The best way to do this is probably like ripping off a band-aid, quickly and all at once:
- The size of the oil spill may be underestimated by as much as a factor of 5.
- Because it is considered a sunken ship under maritime law, the owners of the drilling platform may be able to limit their liability to $27 million.
- The Minerals Management Service routinely overruled staff scientists when issuing drilling permits.

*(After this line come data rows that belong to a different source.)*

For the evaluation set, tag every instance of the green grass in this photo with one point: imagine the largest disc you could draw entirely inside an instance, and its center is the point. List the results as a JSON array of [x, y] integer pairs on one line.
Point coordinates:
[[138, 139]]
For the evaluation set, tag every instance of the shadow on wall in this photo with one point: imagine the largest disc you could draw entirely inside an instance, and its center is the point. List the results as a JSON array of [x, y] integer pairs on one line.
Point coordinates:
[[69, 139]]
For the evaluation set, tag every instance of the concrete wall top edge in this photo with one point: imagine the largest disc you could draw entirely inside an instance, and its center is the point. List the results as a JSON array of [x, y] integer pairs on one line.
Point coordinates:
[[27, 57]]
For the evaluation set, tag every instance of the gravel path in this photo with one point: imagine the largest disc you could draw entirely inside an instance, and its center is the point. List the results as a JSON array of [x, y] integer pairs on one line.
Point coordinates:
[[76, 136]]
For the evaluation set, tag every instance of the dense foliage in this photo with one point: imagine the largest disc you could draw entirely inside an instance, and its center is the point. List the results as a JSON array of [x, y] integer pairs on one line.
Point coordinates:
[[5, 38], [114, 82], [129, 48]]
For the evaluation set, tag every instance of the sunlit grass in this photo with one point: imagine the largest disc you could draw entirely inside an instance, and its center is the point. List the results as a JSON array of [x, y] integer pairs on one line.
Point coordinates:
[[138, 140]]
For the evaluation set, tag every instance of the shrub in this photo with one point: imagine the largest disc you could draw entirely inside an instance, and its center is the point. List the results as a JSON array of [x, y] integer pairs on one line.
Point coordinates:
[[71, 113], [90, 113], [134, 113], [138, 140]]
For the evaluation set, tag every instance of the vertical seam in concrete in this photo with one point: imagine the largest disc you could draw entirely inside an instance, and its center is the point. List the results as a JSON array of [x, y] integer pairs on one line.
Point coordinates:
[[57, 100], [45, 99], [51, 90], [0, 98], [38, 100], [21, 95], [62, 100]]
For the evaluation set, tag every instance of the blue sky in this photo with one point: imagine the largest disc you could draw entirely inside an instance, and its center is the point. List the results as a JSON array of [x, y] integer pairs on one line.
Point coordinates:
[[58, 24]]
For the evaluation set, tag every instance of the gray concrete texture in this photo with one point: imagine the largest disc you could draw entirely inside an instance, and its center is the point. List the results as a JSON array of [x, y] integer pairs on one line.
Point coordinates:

On the plus side, this probably doesn’t matter, because that part of the Gulf is a dead zone anyway. (via)
4tehlulz
Fuck that shit. Have you heard about the new Soylent Green? It’s delicious!
stuckinred
Robertdsc-iphone
Is it me or are the BP folks going about this wrong? The two schemes they’ve tried were done with an eye towards keeping the flow going. Why not instead drop a concrete/solid box on top of the opening and seal it off? Don’t manage it, just stop it.
Remember November
BP- Bleeding Planets.
MikeJ
@Robertdsc-iphone: That’s what the junk shot will do, but I think the reason they haven’t been trying it is because of the pressure the oil has behind it. It will be very, very difficult to stop the flow, at least until the relief well takes the pressure off. And that will take 90 days.
El Cid
You all are looking at this as a gulf half empty. The positive view is that soon we’ll have a valuable source of oil right off our shores, and instead of having to drill baby drill we’ll just have to skim baby skim.
ChockFullO'Nuts
This whole thing happened because BP forgot rule number one, which is never throw water on a grease fire.
toujoursdan
The spin has already started. The BP CEO is saying that the spill is just a drop in the ocean. No big deal. Go back to “Survivor” episodes and your shiny new i-Pads. No harm no foul.
Guardian UK
Now the Gulf is a whole ocean. Who knew?
Expect the Fox stenographers to repeat this ad infinitum soon.
El Cid
@toujoursdan: Not to mention the famous scientist Rush Limbaugh argued that the Earth was just too big to be affected by any actions of little old us.
gnomedad
So I can fill a supertanker with, I dunno, spent nuclear fuel, sink it, write a check for $27 million, and everything’s cool?
toujoursdan
@El Cid:
The amount of rat poison I’d like to put into his coffee will be tiny in relation to the total volume too. I promise.
Eric S.
Or, you know, it could 10X larger than previously estimated.
Steeplejack
@toujoursdan:
I saw that argument being made somewhere last week and did a thought experiment: “This stadium is a very big place, and the amount of mace we released–right next to your face–is tiny in relation to the total volume of air, so there shouldn’t be any problems. Kthxbai.”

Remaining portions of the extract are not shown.